I overnighted in Zurich at the Hotel Widder, the city’s only member of Leading Hotels of the World in which I had never stayed. It’s lovely, very “designed” and stripey, an amalgamation of several ancient houses transformed into a super chic hotel. The welcome was ultra-friendly and full of concern for my comfort because of my need to leave for the airport at 6:45 the following morning. My Leaders’ Club status afforded me an upgrade to an exceptionally large room, paneled in cappuccino-colored wood and walls of mirrors. But, as always, the highlight of visiting Zurich was dinner at my favorite restaurant in the world, Kronenhalle.
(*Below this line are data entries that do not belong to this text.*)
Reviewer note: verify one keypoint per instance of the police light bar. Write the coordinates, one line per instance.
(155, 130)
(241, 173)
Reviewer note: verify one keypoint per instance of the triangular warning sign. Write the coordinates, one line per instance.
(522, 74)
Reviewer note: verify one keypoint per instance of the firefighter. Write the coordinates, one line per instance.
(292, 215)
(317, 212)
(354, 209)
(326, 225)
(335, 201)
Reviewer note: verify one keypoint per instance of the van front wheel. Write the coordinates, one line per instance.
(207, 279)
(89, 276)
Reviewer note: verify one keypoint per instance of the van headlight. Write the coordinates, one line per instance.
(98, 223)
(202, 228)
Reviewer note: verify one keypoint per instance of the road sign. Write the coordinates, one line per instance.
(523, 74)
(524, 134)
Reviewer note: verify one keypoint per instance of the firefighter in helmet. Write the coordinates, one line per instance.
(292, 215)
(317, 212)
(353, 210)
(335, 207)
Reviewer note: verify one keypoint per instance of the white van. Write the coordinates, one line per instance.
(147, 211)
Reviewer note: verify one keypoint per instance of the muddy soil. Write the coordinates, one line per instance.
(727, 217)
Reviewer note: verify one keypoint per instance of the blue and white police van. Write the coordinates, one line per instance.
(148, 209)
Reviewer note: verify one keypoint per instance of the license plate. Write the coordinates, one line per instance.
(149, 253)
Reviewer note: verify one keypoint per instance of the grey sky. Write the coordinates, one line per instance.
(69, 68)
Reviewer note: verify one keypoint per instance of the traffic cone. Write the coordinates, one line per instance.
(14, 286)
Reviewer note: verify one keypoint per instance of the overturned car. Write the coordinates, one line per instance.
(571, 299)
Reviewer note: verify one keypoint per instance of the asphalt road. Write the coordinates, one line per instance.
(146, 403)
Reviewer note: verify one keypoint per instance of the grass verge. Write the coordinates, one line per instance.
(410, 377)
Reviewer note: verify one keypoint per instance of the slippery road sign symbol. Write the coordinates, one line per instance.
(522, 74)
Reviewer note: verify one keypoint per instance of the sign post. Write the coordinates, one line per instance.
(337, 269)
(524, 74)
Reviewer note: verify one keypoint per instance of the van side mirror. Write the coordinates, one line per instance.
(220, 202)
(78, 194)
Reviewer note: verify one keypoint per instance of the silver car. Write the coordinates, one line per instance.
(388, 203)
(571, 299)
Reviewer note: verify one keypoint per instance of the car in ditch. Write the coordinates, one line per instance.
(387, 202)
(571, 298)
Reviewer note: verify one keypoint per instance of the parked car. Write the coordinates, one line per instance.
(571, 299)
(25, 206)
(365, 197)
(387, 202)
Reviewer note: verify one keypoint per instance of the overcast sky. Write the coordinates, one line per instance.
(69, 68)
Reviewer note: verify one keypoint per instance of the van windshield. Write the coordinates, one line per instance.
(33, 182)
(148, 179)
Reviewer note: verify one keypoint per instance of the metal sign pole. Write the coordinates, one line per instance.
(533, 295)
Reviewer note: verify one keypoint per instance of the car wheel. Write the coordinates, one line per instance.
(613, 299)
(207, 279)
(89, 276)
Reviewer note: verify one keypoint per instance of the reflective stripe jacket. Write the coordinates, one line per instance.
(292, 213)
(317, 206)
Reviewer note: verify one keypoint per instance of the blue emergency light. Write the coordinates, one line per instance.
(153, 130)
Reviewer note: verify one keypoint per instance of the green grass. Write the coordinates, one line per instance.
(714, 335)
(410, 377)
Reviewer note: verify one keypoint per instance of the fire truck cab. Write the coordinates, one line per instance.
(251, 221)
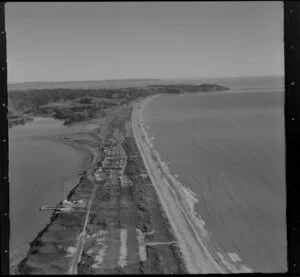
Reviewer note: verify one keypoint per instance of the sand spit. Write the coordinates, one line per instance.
(178, 203)
(123, 229)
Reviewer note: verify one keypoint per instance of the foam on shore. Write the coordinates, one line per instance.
(185, 200)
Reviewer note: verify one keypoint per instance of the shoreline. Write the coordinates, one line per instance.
(172, 196)
(73, 182)
(169, 189)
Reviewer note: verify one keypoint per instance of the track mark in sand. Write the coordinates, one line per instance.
(142, 245)
(123, 248)
(161, 243)
(102, 251)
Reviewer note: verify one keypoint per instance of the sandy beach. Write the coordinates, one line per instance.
(177, 202)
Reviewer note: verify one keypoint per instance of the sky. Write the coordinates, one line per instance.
(118, 40)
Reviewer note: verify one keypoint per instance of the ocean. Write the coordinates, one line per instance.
(41, 172)
(228, 148)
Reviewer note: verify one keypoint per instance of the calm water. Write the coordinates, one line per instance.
(228, 148)
(41, 173)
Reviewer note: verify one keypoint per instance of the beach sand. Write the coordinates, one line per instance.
(177, 204)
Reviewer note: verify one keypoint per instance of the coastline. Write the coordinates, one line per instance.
(69, 185)
(175, 200)
(122, 209)
(190, 230)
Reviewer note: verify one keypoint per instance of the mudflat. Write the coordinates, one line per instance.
(114, 222)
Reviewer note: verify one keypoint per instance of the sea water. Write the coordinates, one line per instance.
(41, 172)
(228, 148)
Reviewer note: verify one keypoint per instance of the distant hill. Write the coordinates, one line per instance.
(118, 83)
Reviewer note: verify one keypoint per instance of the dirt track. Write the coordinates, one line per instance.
(126, 230)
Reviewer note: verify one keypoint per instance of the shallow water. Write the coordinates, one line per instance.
(228, 148)
(41, 173)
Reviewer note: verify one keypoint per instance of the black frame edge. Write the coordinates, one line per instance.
(292, 138)
(4, 199)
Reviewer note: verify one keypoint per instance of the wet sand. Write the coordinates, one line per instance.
(177, 202)
(122, 227)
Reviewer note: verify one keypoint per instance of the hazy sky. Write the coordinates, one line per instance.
(95, 41)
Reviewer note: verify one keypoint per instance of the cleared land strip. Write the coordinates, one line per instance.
(123, 229)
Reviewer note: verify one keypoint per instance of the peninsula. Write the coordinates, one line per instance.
(124, 216)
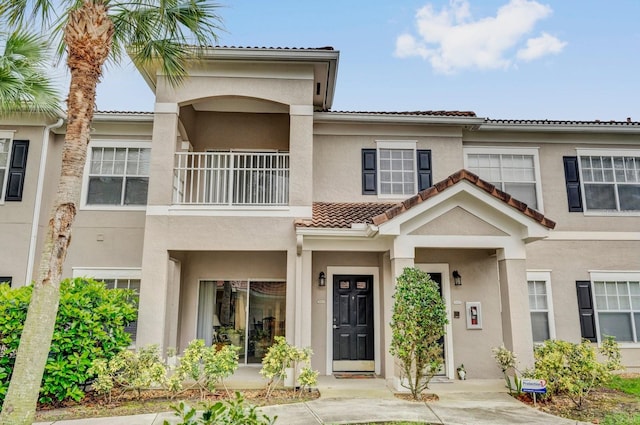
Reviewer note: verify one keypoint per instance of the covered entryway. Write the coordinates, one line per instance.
(353, 330)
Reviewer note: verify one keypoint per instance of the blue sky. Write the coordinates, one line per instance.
(511, 59)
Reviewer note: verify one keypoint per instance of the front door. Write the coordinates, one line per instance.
(353, 323)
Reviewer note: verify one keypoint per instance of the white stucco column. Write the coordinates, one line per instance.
(399, 259)
(153, 289)
(301, 155)
(516, 320)
(152, 312)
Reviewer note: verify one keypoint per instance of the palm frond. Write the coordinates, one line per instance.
(24, 84)
(168, 32)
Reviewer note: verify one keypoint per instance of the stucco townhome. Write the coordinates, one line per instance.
(244, 208)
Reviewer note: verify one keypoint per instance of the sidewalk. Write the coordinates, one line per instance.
(343, 401)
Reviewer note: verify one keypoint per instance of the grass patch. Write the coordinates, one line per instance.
(626, 385)
(621, 419)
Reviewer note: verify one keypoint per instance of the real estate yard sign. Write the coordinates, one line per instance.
(535, 386)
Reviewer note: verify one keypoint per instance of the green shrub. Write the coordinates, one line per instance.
(233, 412)
(282, 356)
(205, 366)
(89, 325)
(129, 371)
(417, 324)
(573, 369)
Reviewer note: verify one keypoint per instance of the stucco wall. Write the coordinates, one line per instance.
(570, 261)
(337, 155)
(479, 272)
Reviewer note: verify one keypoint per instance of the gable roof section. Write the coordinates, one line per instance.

Unchanged since 1924, its walls are hung with dozens of paintings, including Picassos and Chagalls given by their impoverished young painters in exchange for supper. The crowd, as always, was a mixture of arty, theatery, hip, aristocratic, grand, gay, straight, trans, and everything in between. Usually at Kronenhalle, I have been served by an ageing, good natured waiter, but that night my server was the Swiss identical twin of Carol Burnett, who, I suppose, must have been separated from her in the delivery room. The likeness and the smile were so startling that I found it hard to concentrate on my two helpings of veal in cream sauce and rösti potatoes. But I managed. After the rain of Ravello, it was novel to slide back through the April snowstorm to the Widder.

The United Airlines check-in clerk at Zurich Airport glanced with disinterest at my Naples Airport Covid-test and it was back into a mask for the ride home. The more I fly United the more I like it. It even, at moments, has the panache of the gone-but-not-forgotten Pan Am. Exiting the customs hall at Newark’s Terminal B, it annoyed me yet again that where photographs of Carter, Reagan, Bush, Clinton, Bush, Obama and Trump had hung, there is no photograph of Joe Biden. I need to take this up with the Port Authority.